I swear, the HGH has thickened my skull. Yeah, will go easier tomorrow, but seated at machines won’t be an issue. Staples out on Friday.
Obs, sorry to invade your thread, but I thought it made a pretty good story. Glad to hear you’re back at the gym and working at something you truly are gifted at. I told you before, you’re an artist.
Ex wifes eldest son got caught at school with an empty airsoft pistol. His friend had gave it to him. He was arrested, expelled, and put house arrest.
Today he cut off his ankle bracelet and ran away from his mothers house.
No idea wtf is going through his head but he's gonna be going to a juvenile detention center when caught.
Absolutely no idea wtf got into him....
Sealed a contract on the removal of a single tree for $15,000. I won't likely come across another like this the rest of my career.
Work is good now.
Gym is going good. Not going too hard with work but content.
Dumb on his part but you know if he had been a gang banger or always in trouble and it was a real gun he would have gotten much less if anything at all.
Yeah I know its "modern era" but its still over the top in most cases.
You know you have about 1000 red flags with the gf and her kids and you are just going to get in deeper and deeper until you decide you need to help yourself instead of her. Been there done that.
I would rather be embarrassed and beat up than hurt someone again. I like the humble life. Whatever I had to prove I proved it.

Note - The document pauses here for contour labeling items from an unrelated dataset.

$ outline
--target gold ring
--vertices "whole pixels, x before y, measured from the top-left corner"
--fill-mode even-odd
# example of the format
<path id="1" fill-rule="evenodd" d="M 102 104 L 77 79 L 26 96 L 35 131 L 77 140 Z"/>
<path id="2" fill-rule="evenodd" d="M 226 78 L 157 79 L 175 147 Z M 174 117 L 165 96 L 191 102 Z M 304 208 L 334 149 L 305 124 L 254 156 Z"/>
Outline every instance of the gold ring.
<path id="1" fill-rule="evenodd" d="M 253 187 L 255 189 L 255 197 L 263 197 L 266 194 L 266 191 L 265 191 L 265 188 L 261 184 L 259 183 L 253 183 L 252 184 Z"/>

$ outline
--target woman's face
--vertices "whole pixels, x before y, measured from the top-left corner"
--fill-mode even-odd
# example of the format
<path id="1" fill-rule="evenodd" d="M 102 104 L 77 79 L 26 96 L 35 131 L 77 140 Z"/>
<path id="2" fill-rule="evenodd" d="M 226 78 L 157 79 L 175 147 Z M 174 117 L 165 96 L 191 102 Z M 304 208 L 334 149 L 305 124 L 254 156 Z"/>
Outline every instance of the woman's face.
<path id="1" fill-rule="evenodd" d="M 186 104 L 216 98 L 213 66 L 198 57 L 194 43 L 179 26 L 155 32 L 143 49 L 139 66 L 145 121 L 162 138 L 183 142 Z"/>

I just want to help people but I still have rage I gotta control. I apologized to someone today. I didn't get forgiveness but I was honestly glad. I would have hurt them in the past. Today though they could have punched me and I wouldn't have swung back.
I want to leave this world square with my wrongdoings when I die. Only God can forgive me but as far as tit for tat goes I hope I can own everything I've done before I check out.
That's my greatest wish.
I can't lay down with the guilt. I've fucked up bad but I tried to live with honor. I tried to keep the percentages even though I fucked that up too. I have lived as a man of principle. I been polite to all unless I was crossed.
I should have let shit go a lot more but I wouldn't forsake my honor code. I wish I had been more humble in the past but it is what it is.
I wonder sometimes if life isn't just a way of God testing you to see if you will forsake your highest personal ideals to do whats right....
You were always a great writer obs…good to see you well bro…
They let the oldest boy skate.
He's back at home with his mom.
I went to the hearing. The judge spoke to him like a 3 year old. He does not understand the seriousness.
I told him he's got two strikes and if he screws up again he's going down for a ride he doesn't want.
The judge actually said "Don't do anything else stupid and make me do something I don't want to do."
My back has been trash lately. Been riding powerchairs shopping. Girl I am seeing's bed is kicking my ass.
Gonna buy her a new one for... my birthday.